Eventosaurus
Enables easy asynchronous event storing and querying on DynamoDB
Installation
Add this line to your application's Gemfile:
gem 'eventosaurus'
And then execute:
$ bundle
Or install it yourself as:
$ gem install eventosaurus
Setting up a local DynamoDB server
When developing, use the local DynamoDB server. Install and kick off your local instance:
Set the following environment variables:
EVENT_ENVIRONMENT_PREFIX=localhost
AWS_ENDPOINT=http://localhost:8000
Install and kick off DynamoDB:
$ brew install dynamodb-local
$ ln -sfv /usr/local/opt/dynamodb-local/*.plist ~/Library/LaunchAgents
$ launchctl load ~/Library/LaunchAgents/homebrew.mxcl.dynamodb-local.plist
Configuration
You need to add the following initializer (ex: config/initializers/eventosaurus.rb):
Eventosaurus.configure do |config|
config.use_sidekiq
# ex: localhost, productions
config.environment_prefix = ENV['EVENT_ENVIRONMENT_PREFIX']
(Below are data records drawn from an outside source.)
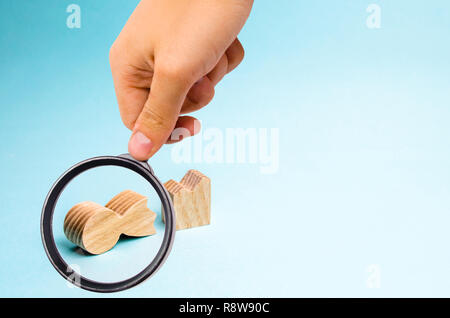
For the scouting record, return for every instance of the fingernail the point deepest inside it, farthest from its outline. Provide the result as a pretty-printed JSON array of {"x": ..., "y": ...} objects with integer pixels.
[
  {"x": 200, "y": 80},
  {"x": 140, "y": 146}
]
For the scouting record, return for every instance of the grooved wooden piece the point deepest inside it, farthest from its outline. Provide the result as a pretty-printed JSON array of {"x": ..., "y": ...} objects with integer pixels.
[
  {"x": 191, "y": 199},
  {"x": 96, "y": 228}
]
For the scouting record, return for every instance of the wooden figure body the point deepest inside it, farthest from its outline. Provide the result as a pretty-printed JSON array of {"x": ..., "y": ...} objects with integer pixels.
[
  {"x": 96, "y": 228},
  {"x": 191, "y": 199}
]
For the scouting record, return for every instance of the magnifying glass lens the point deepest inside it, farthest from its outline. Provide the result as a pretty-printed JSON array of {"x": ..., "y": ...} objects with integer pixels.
[{"x": 103, "y": 229}]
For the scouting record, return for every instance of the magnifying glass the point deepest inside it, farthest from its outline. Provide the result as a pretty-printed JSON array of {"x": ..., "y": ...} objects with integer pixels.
[{"x": 141, "y": 168}]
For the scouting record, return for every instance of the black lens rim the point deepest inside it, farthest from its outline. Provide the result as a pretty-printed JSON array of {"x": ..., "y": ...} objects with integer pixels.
[{"x": 143, "y": 169}]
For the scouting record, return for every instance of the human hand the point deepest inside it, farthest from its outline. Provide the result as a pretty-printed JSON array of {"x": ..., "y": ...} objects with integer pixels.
[{"x": 166, "y": 62}]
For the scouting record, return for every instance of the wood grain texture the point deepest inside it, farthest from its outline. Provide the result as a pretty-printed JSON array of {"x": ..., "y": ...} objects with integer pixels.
[
  {"x": 191, "y": 199},
  {"x": 96, "y": 228}
]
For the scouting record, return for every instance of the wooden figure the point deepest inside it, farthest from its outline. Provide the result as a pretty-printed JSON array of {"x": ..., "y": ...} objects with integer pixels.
[
  {"x": 96, "y": 228},
  {"x": 191, "y": 199}
]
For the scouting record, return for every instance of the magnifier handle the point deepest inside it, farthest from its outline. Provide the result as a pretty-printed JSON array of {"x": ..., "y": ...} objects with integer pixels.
[{"x": 142, "y": 163}]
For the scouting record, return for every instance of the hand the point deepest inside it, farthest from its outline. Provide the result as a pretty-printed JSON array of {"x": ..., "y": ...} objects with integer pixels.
[{"x": 166, "y": 62}]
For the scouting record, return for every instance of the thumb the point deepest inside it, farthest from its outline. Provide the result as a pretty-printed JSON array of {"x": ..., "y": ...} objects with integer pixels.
[{"x": 159, "y": 114}]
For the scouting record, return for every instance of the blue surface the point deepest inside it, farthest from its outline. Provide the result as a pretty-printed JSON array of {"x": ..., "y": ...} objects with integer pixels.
[{"x": 363, "y": 179}]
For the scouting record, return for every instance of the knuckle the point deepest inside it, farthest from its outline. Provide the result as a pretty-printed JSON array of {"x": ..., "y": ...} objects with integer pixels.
[{"x": 178, "y": 71}]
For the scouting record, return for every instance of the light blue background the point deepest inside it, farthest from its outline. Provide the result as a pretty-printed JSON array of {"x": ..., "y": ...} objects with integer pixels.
[{"x": 364, "y": 173}]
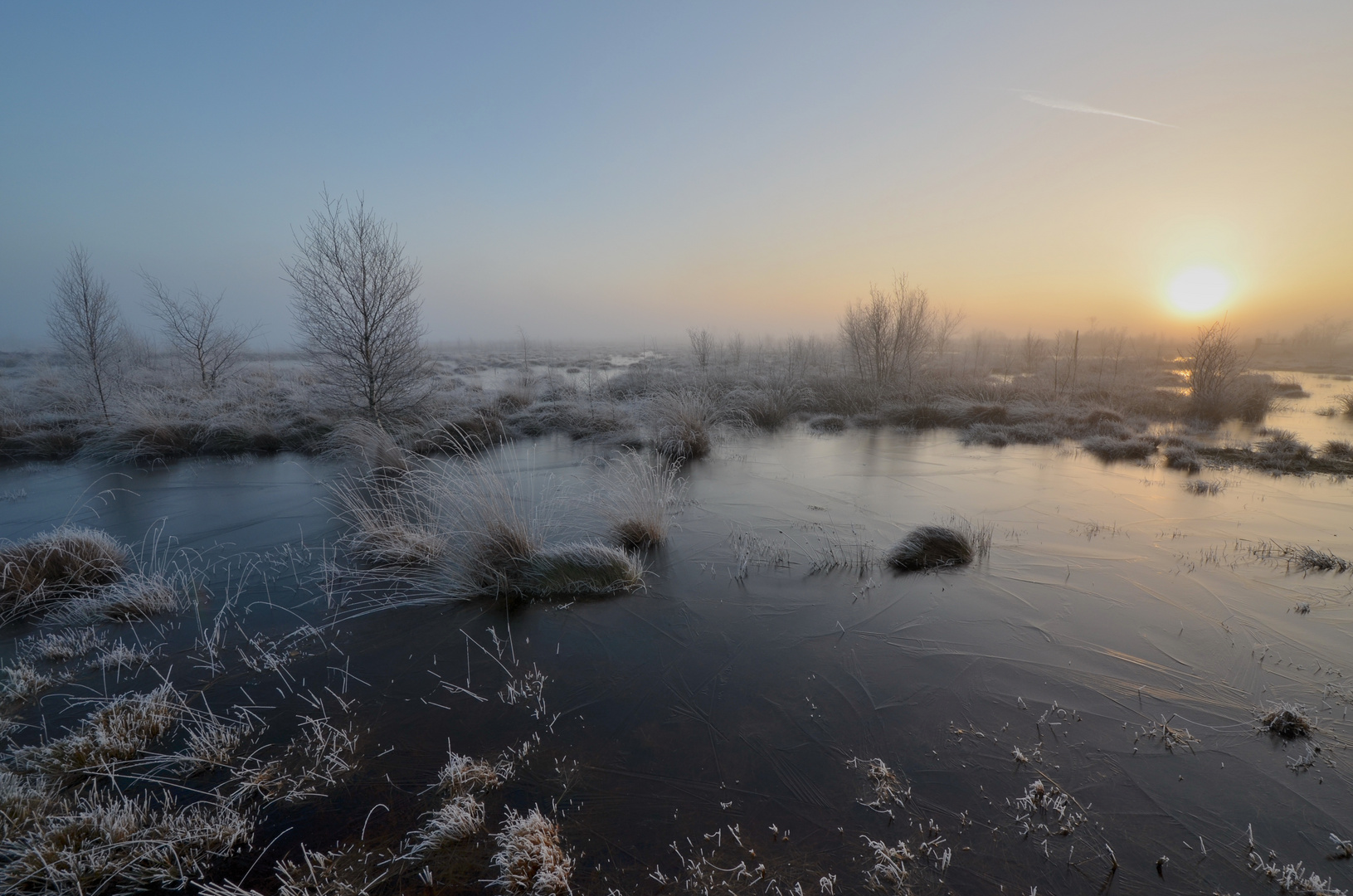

config.aws_access_key_id = ENV['AWS_ACCESS_KEY_ID']
config.aws_secret_access_key = ENV['AWS_SECRET_ACCESS_KEY']
config.aws_region = ENV['AWS_REGION']
# optional, used for local dynamodb
config.aws_endpoint = ENV['AWS_ENDPOINT']
end
Sidekiq Alternatives
Eventosaurus ships with both synchronous and asynchronous options. By default Eventosaurus uses sidekiq to persist data to DynamoDB asynchronously.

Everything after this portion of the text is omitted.